Ея проницательный взглядъ подмѣтилъ въ старикѣ что-то такое, что показалось ей подозрительнымъ, и она поспѣшила спросить:

-- Пожалуй вы и сами, мистеръ, успѣли въ Австраліи побывать?

-- Да, успѣлъ... Но вы мнѣ не сказали, что же было дальше съ ребенкомъ.

-- Про нее я могу только сказать, что такая дѣвочка всякаго способна вознаградить за возню съ нею. Она таки довольно старательный ребенокъ, но еще не очень аккуратна, слишкомъ молода! Я все старалась, какъ бы ей было полезнѣе и лучше, но теперь, когда она больна...

-- Больна?! Чего же вы давно не сказали? Гдѣ же она теперь?

-- У нашихъ сосѣдей и жильцовъ -- Юэттовъ. (Могла ли я отдать ее чужимъ?) Ей вѣдь теперь всего нужнѣе покой и удобства...

-- Ведите меня къ ней!-- перебилъ старикъ, но м-съ Пекковеръ напомнила ему, что у него нѣтъ другихъ доказательствъ своего родства, кромѣ его словъ, что будто Дженни -- его внучка.

-- Да, я могу только на словахъ сказать вамъ, что ея отецъ Джозефъ -- мой самый младшій сынъ. Я вернулся въ Англію доживать свой вѣкъ, и надѣюсь, что мнѣ удастся разыскать его, а пока, живъ онъ или нѣтъ, я все равно увѣренъ, что онъ ничего не скажетъ противъ, если я позабочусь о его дочкѣ, какъ о родной дочери. Вы потратились на нее...-- началъ онъ, но умолкъ, и напрасно ждала м-съ Пекковеръ, что онъ договоритъ такъ интересно начатое. Мысли его повидимому приняли иное направленіе.
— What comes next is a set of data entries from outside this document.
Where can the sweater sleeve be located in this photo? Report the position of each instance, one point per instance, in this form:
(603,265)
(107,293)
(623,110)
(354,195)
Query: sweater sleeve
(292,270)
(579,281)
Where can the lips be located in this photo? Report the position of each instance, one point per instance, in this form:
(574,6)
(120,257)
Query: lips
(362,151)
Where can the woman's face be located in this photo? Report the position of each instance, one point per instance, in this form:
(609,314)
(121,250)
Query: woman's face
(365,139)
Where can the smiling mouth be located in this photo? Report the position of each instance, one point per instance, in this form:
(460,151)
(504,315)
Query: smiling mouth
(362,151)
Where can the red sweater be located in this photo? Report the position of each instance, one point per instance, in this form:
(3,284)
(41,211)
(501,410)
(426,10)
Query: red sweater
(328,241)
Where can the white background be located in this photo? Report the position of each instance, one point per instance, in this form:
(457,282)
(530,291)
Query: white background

-- А вы могли бы показать мнѣ эти письма, которыя вы говорите, что мой сынъ вамъ писалъ?

-- Понятно, могла бы!-- отвѣчала она грубо, какъ человѣкъ, котораго поймали на мѣстѣ преступленія, и которому это досадно.

-- Ну, послѣ, послѣ! Пойдемте поскорѣе къ ней!-- и мягкій голосъ старика твердо и повелительно отозвался въ ушахъ у м-съ Пекковеръ, которая поспѣшила встать и уйти въ квартиру Юэттовъ. Минутъ десять спустя послѣ ея ухода появилась Эми и повела старика въ его больной внучкѣ.

Тѣмъ временемъ Дженни, которая бредила, мигомъ перенесли съ тюфяка на настоящую кровать, и комнату, также насколько возможно, привели въ порядокъ. М-съ Пекковеръ было довольно шепнуть на ухо м-съ Юэттъ, что ей простится плата за цѣлыя полъ-недѣли, чтобы это магическое средство по прежнему дало ей полную свободу дѣйствій въ чужой квартирѣ.

Наконецъ, нежданнаго посѣтителя позвали въ больной, и онъ долго сочувственно смотрѣлъ на воспаленное лицо бѣдной дѣвочки. Дженни привставала и садилась на кровати и жалобно крикнула:-- М-ръ Керквудъ!.. м-ръ Керквудъ!..-- протягивая руки въ воздухѣ, чтобы за него ухватиться.

-- Кто это м-ръ Керквудъ?

-- Просто нашъ знакомый,-- сама встревоженная, отвѣчала м-съ Пекковеръ и поспѣшила увести прочь Снаудона, подъ предлогомъ, что волненіе можетъ быть вредно для больной.